Pieskow podkreślił, że nie będą to pełne negocjacje, ale zapewnił, iż nie jest to związane z rozbieżnościami lub innymi problemami w relacjach między krajami.
"Przelotne" spotkanie Trumpa z Putinem
- W tym przypadku chodzi nie o rozbieżności, a o format wielostronnego przedsięwzięcia, które jest poświęcone stuleciu zakończenia pierwszej wojny światowej - powiedział Pieskow.
Rzecznik Kremla dodał, że nie pozwala to na dłuższe rozmowy prezydentów, więc postanowiono, że spotkają się oni "przelotnie" i sami umówią się, kiedy przeprowadzić "szczegółowe spotkanie".
Trump liczy na spotkanie w Argentynie
Wcześniej tego dnia Trump powiedział, że prawdopodobnie nie spotka się z Putinem w Paryżu, ale dodał, że dojdzie do takiego spotkania na szczycie G20 w Argentynie (30 listopada -1 grudnia).
- Spotkamy się na G20 i prawdopodobnie będziemy się spotykać potem. Nie jestem pewien, czy będziemy mieli spotkanie w Paryżu. Prawdopodobnie nie - powiedział Trump dziennikarzom. - Niczego jeszcze nie zaaranżowaliśmy. (...) Udaję się do Paryża z innych powodów. Ale spotkamy się na G20 - dodał.
W październiku Kreml zapowiadał, że obaj przywódcy spotkają się 11 listopada w Paryżu i że ma to być "zwykłe spotkanie dwustronne".
Zmiana planów
2 listopada doradca Putina Jurij Uszakow powiedział, że spotkanie prezydentów może się odbyć na szczycie G20 w Argentynie. Dodał, że byłoby to spotkanie "długie i merytoryczne". Zastrzegł zarazem, że spotkanie prezydentów w Paryżu nie będzie trwało długo.

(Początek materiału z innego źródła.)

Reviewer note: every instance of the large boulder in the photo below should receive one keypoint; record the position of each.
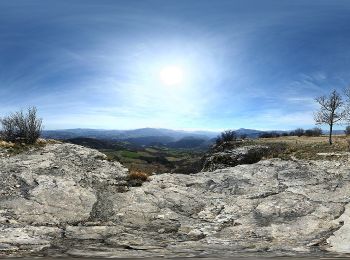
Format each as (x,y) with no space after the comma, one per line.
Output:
(66,200)
(234,156)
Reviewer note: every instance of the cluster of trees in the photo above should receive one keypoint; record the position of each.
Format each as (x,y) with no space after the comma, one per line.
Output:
(21,127)
(316,131)
(333,109)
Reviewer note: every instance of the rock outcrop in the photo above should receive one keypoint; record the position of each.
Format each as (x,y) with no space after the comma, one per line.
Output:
(234,156)
(66,200)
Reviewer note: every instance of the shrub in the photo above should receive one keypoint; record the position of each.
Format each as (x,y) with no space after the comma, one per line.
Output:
(299,132)
(347,130)
(136,177)
(243,136)
(314,132)
(269,135)
(226,136)
(21,127)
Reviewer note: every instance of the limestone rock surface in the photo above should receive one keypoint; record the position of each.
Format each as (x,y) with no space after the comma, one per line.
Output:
(66,200)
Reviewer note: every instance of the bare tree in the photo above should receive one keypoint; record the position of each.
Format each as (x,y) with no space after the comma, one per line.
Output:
(22,127)
(332,111)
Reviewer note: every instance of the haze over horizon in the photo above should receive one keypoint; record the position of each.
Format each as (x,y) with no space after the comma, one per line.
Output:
(181,64)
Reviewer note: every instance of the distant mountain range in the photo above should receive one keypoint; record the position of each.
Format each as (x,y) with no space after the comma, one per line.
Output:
(149,136)
(142,137)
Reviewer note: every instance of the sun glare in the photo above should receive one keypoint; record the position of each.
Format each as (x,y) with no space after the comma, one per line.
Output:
(171,75)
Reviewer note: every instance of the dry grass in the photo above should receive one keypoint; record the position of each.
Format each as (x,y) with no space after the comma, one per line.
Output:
(309,148)
(136,177)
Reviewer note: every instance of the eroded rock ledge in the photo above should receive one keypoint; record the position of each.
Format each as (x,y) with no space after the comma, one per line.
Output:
(66,200)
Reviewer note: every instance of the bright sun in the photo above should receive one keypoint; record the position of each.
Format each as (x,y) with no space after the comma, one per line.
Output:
(171,75)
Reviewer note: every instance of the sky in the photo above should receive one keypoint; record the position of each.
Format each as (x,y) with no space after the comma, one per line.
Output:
(228,64)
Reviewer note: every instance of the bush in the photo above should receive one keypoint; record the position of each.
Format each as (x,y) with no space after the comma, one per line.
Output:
(226,136)
(313,132)
(243,136)
(269,135)
(21,127)
(347,130)
(136,178)
(299,132)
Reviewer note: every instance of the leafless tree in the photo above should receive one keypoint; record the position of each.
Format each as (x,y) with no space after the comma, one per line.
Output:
(332,111)
(22,127)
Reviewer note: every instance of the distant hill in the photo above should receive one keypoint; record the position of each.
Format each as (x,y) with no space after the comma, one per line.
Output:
(96,143)
(126,134)
(96,138)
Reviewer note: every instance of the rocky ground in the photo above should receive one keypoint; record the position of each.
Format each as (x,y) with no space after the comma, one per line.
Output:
(66,200)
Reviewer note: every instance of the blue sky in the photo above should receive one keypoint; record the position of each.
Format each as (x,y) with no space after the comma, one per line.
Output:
(96,64)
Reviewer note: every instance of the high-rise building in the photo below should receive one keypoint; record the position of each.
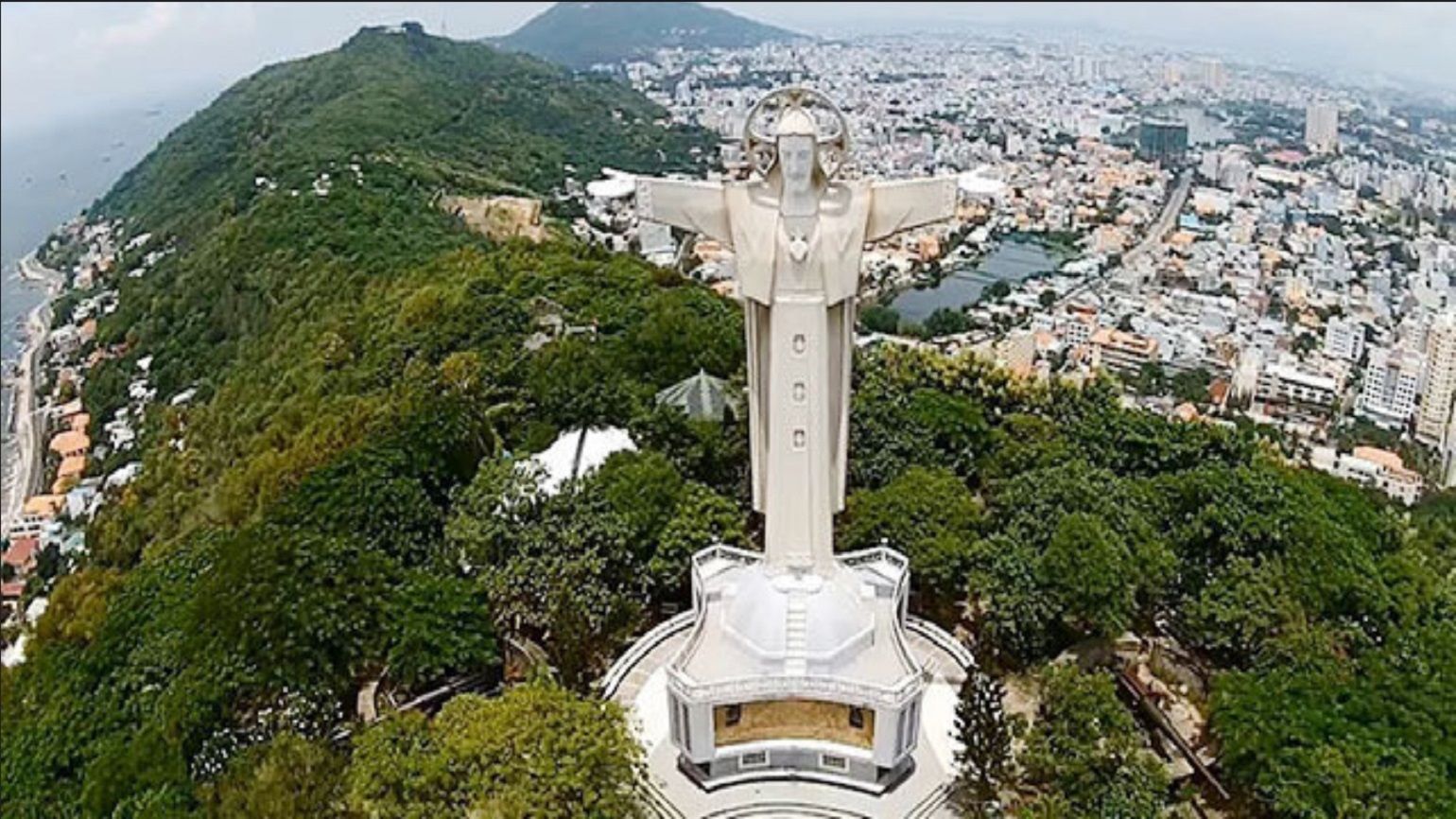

AP odnotowuje, że także doradca Trumpa ds. bezpieczeństwa narodowego John Bolton mówił wcześniej, iż prezydent spotka się z Putinem w Paryżu.
Rosja sygnalizowała ostatnio, że jednym z tematów rozmów prezydentów w Paryżu może być kwestia dwustronnego układu INF, z którego USA zamierzają się wycofać. Kreml opisywał cel spotkania prezydentów w Paryżu jako przedstawienie stanowisk obu stron.
Układ INF podpisany został w 1987 roku przez USA i ówczesny ZSRR. Przewiduje likwidację arsenałów nuklearnych pocisków rakietowych pośredniego (IRBM) i średniego zasięgu (MRBM), a także zabrania ich produkowania, przechowywania i stosowania.